Hassan Nasrallah, leader of the Lebanese militant group Hezbollah, is dead, Israel says.
Israel’s military announced on Saturday evening (AEST) that Nasrallah had been killed in a strike on Lebanon’s capital, Beirut, on Friday.
“Hassan Nasrallah is dead,” military spokesman Lieutenant Colonel Nadav Shoshani wrote on X.
Captain David Avraham, another military spokesman, also confirmed to the AFP news agency that the Hezbollah chief had been “eliminated” following strikes Friday on Beirut.
A source close to the Lebanese group meanwhile told AFP on condition of anonymity that contact with Nasrallah had been lost since Friday evening.
Contact with the group leader had been lost for two days and he had been rumoured killed during Israel’s last war with Hezbollah in 2006, the source said, adding that he later re-emerged unscathed.
A military statement said the strikes also killed Ali Karake, who the statement identified as commander of Hezbollah’s southern front, and an unspecified number of other Hezbollah commanders.
“During Hassan Nasrallah’s 32-year reign as the Secretary-General of Hezbollah, he was responsible for the murder of many Israeli civilians and soldiers, and the planning and execution of thousands of terrorist activities,” the statement said.
“He was responsible for directing and executing terrorist attacks around the world in which civilians of various nationalities were murdered. Nasrallah was the central decision-maker and the strategic leader of the organisation.”

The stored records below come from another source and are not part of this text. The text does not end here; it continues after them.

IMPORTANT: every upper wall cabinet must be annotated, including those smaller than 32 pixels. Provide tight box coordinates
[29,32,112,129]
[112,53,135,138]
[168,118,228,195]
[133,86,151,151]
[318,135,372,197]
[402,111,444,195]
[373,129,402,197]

Hezbollah began firing on Israel one day after a 7 October attack by Hamas-led militants on southern Israel that sparked the war in Gaza.
Militant killed 1,200 people and took about 250 people hostage, according to Israeli tallies.
Israel’s subsequent bombardment of Gaza has killed more than 42,000 Palestinians, according to the local health authority, and plunged the enclave into
Israel has over the past days shifted the focus of its operation from Gaza to Lebanon, where heavy bombing has killed more than 700 people and displaced around 118,000.